Levomethamphetamine is an active metabolite of the antiparkinson's drug selegiline. Selegiline, a selective monoamine oxidase B (MAOB) inhibitor at low doses, is also metabolized into levomethamphetamine and levoamphetamine. This has caused users to test positive for amphetamines.

Selegiline itself has neuroprotective and neuro-rescuing effects, but concern over the resulting levomethamphetamine's neurotoxicity led to development of alternative MAOB inhibitors, such as rasagiline, that do not produce toxic metabolites.

Side effects
When the nasal decongestant is taken in excess, levomethamphetamine has potential side effects resembling those of other sympathomimetic drugs; these effects include hypertension (elevated blood pressure), tachycardia (rapid heart rate), nausea, stomach cramps, dizziness, headache, sweating, muscle tension, and tremors.
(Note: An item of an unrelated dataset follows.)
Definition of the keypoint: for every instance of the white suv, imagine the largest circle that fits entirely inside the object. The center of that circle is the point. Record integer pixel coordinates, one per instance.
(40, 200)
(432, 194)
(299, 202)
Central side effects may include anxiety, insomnia, and loss of appetite.

Non-medicinal usage
In a study of the psychoactive effects of levomethamphetamine, the intravenous administration of 0.5 mg/kg (but not 0.25 mg/kg) in recreational methamphetamine users produced scores of "drug liking" (pleasure and satisfaction with the drug) similar to racemic methamphetamine, but the effects were shorter lived. The study did not test the oral administration of levomethamphetamine. As of 2006, there were no studies demonstrating "drug liking" scores of oral levomethamphetamine that are similar to racemic methamphetamine or dextromethamphetamine in either recreational users or medicinal users. During the 1900s Methedrine was the brand name for racemic methamphetamine which consisted of a 50:50 mixture of both the levo and dextro enantiomers. 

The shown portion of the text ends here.